There was no declaration of jihad, no long speeches haranguing the Great Satan. Instead, to make this event relevant, especially to young people, the state government in Kelantan, which has been governed by the Malaysian Islamic Party for more than a dozen years, hosted a pop concert and a fashion show.
It was a unique and confusing situation for anyone who thinks of Islam as an incubator of anger and hatred aimed at the West. Kelantan's revered chief minister, Nik Aziz, is an elderly man who wears a loose robe, a turban and shuns modern luxuries. Over the past decade or so of his rule in this Eastern Malaysian state, he has tried to impose Islamic laws that call for stoning and amputations and separate the sexes at supermarket checkout lines. Kota Bharu, the state capital, has no bars serving alcohol and at public events men and women are separated.

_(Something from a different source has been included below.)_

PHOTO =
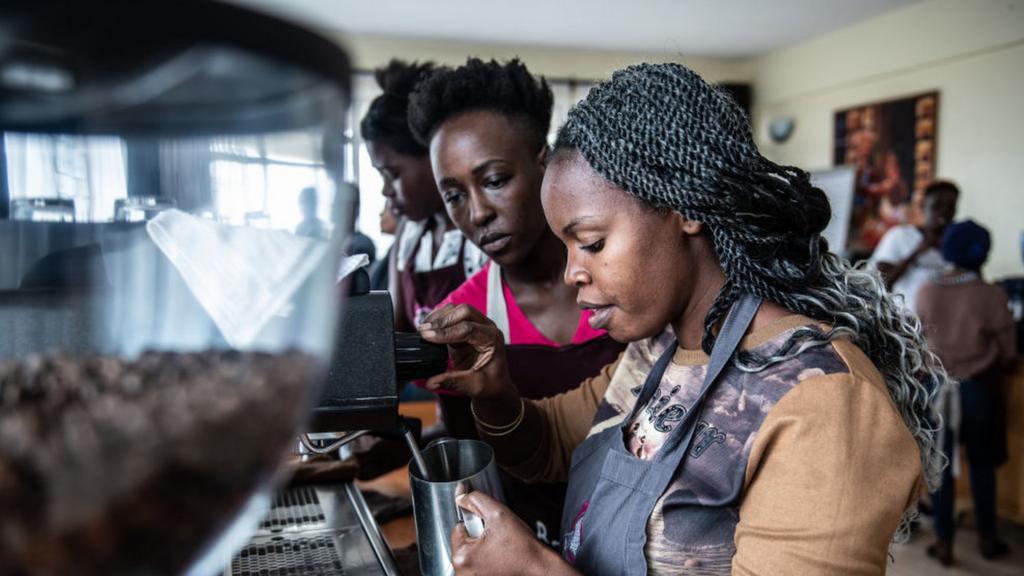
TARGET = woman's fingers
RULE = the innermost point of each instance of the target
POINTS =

Yet here he was presiding over a concert given by Malaysia's wildly popular pop idol, a diminutive Malay boy who goes by the name of Mawi.
Mawi is a product of Malaysia's booming reality television industry, an extension of Western entertainment culture that many religious scholars in Kelantan were quick to frown upon. But the muttering mullahs were silenced by the need for Malaysia's Islamic Party to recognize an inescapable fact: Conservative Islamic rhetoric is a turn-off for the young.
Stroll through Kota Bharu's vibrant night bazaar and the call to prayer of the muezzin is drowned out by booming rock music. The fast food outlets are full and, try as the authorities might, boys will talk to girls. Young people just aren't buying the vision of a throwback to Arabia in the seventh century. In the general election last year, the Islamic Party only narrowly won the state - and most young people voted against it.
The Islamic Party knows this and is adapting fast. More progressive leaders have assumed senior positions in the party, and there are plans for activities and policies aimed at attracting the youth vote. The Mawi concert, which drew a crowd of more than 40,000 on the first night, was complemented by a fashion show in Kota Bharu where designers paraded models wearing stylish but conservative gowns that included head scarves - although make-up was allowed.
Of course, there are those who worry that this process of adaptation is dangerous, and that people are being lured over to the religious right using popular culture in an Islamic garb. Critics anticipate that the Kelantan state government will use the Islamic City label to progressively clamp down on anything deemed un-Islamic.
But so far the only effect has been to push the United Malays National Organization, the national governing party, which presents a secular image, into matching Mawi fever with an Islamic forum where leading Muslim scholars were invited to slam the state government's temerity to allow pop music to be performed.
This tells us something else about Malaysia's own brand of Islamic politics: It is sometimes more about the competition for power than the quest for souls. So long as the Islamic Party and UMNO continue to slug it out at the ballot box, there will be overt displays of piety in politics.
Does this provide the tiny group of international terrorists bent on sowing chaos in the world with potential recruits? Yes, it does. Nik Aziz has seen his own son detained for alleged involvement in a radical Islamic group. But then the militants are also finding recruits, perhaps more readily, in Muslim communities in Britain, France and Germany, where Muslims feel marginalized and alienated rather than part of a culture they can relate to.